It’s common knowledge that Thomas Edison invented the first light bulb.
Except he didn’t.
He actually came late to the game.
In 1878 when the the inventor decided to focus on building a light bulb, 23 others had already invented early versions called arc lamps some of which were already being used.
So how did Edison win in such a crowded field when he was so far behind?
He spent a year working day and night doing experiments.
Thousands of them.
On October 21, 1879, he succeeded in creating a light bulb for everyday use in the home.
Edison would go on to pioneer five different multibillion-dollar fields with his invention factory: electricity, motion pictures, telecommunications, batteries, and sound recording.
He was the 19th centuries Elon Musk.
As a recent BI article points out deliberate experimentation beats out deliberate practise every time.
A 2014 review of 88 previous studies found that “deliberate practice explained 26% of the variance in performance for games, 21% for music, 18% for sports, 4% for education, and less than 1% for professions. We conclude that deliberate practice is important, but not as important as has been argued.”
From Jeff Bezos:
“Our success at Amazon is a function of how many experiments we do per year, per month, per week, per day,”
Or Mark Zuckerberg:
“One of the things I’m most proud of that is really key to our success is this testing framework … At any given point in time, there isn’t just one version of Facebook running. There are probably 10,000.”

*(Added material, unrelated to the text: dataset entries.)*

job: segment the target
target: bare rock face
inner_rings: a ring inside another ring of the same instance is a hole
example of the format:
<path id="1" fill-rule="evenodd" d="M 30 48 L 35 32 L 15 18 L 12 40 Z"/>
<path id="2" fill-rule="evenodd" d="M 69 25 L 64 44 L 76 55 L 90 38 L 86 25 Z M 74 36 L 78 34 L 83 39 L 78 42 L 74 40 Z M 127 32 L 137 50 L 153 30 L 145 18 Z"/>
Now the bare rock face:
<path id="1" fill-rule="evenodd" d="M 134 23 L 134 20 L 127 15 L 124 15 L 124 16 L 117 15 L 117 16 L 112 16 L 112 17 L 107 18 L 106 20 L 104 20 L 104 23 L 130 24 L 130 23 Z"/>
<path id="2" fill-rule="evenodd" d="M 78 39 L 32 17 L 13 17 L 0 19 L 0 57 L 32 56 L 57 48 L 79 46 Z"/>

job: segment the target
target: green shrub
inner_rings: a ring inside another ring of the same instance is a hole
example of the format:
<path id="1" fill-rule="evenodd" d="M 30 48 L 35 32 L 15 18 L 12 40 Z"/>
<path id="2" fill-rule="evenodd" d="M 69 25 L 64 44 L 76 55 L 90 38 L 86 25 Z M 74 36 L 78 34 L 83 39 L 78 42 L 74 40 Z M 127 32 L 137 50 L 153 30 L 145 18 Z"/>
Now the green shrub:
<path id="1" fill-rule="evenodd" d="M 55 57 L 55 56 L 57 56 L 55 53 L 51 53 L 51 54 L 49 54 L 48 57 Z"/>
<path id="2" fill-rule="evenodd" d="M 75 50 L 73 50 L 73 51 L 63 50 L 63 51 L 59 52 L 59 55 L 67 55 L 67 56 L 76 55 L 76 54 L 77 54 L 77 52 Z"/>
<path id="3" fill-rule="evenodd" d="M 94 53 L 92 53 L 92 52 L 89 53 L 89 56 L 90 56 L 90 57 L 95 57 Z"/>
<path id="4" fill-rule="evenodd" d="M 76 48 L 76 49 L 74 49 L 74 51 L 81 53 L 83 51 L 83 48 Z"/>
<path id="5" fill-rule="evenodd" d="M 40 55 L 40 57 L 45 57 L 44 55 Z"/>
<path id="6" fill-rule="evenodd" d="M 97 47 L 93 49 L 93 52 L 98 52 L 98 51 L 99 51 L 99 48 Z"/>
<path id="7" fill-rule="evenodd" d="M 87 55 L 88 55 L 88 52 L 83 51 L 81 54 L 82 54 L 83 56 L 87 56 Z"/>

Practise may help you in fields that change slowly but it’s much less helpful areas like business that change rapidly.
Experiments isn’t literal.
You don’t need to get out the test tubes and the bunsen burner.
But you do need to test new questions, new offers, new marketing – all the time.
Many won’t survive reality but one that does could return 1000x from what you put in.
Resting on knowledge and experience without testing is a sure fire way to get overtaken.